Today, those ideological values are meeting with market pressure, because the mainstream market values different things: performance, cost, profitability, compliance.
Powerful technologies are rarely used as intended by their creators or the early-adopter scenes. See bitcoin, the “peer-to-peer electronic cash system” vs. Bitcoin, the ETF; or USDC.
As the original values of smart contract blockchains mingle with mainstream market values, it's likely that the next ten years will pull in a different direction.
Many of the growing use-cases of smart contract platforms—fiat stablecoins/RWAs, open finance, many depin networks—are neither decentralized, permissionless, nor censorship resistant, but simply use the decentralization of the underlying blockchain for their openness, interoperability and settlement. Applications are also increasingly abstracting L1 cryptocurrencies, which historically have been viewed as censorship-resistant “internet money,” causing many to rethink the value proposition of the largest coins, including the base assets of next generation chains.
For early-adopters, this can be difficult to reconcile. It's not what many in the scene showed up for. Does that mean it's over?
I don’t think so. But it's probably the end of the beginning.
In meeting the market on its values, crypto is commercializing. Commercialization, especially that of open/permissionless software, is the form-factor that takes good ideas to their largest possible audience, and thereby makes the most impact on the world.
And commercialization often comes with compromises. The opportunity is to shape the nature of those compromises, and thereby, the outcome of that commercial impact. To do that, you have to drop ideological dogma, adapt to the game on the field, compete, and try to steer things in the direction you want them to go.
For example, a compromise on decentralization for scale (whether by way of rollups or integrated architectures) can better serve use cases that are putting wallets in people’s hands today. If that works, the next opportunity is to improve decentralization—and then, to teach many more thumbs to learn new things that skew towards the original ideology.
This is personal for me. I care a lot about the original ideology; it was the hook that brought me here. That said, I care much more about impact. I learned this lesson in a different creative scene. I went to university in Montréal, which had an unusually productive culture scene at that time (Arcade Fire, Tiga, A-Trak, Chromeo, Grimes, Vice, American Apparel, etc.) Things emerging from this local scene were also quickly global, transported and mixing with other hipster scenes via the internet, especially music blogs of 2004-2012 (Hype Machine, anyone?)

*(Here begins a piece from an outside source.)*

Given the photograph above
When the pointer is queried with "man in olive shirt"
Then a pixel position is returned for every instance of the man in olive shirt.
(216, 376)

Fairly quickly, that scenius mixed with the mainstream market. The way that played out was principally by way of corny artists and brands taking the essence of sound and culture, dropping the nuance and packaging it up to retail in a way that was popular, but vapid. Meanwhile, a handful of artists and creative people who pioneered that original scene persevered and became pop culture fixtures. To do that, they typically had to compromise just enough between the original movement and something that was palpable to the masses. That mix of determination and pragmatism was admirable, because it has the most reach, and thereby, the most impact in taking culture one step forward at the largest possible scale.
So if you’re feeling like the values that got you into crypto are getting diluted by the mainstream market, I hear that, but try to see it in a different light—because in terms of impact, the commercialization of crypto likely means the real opportunity is just getting started.
I’ll try to write more specifically with examples of what that opportunity might look like. I scratched the surface of this in my post yesterday on “only with crypto” / “better with crypto" but there's more to say.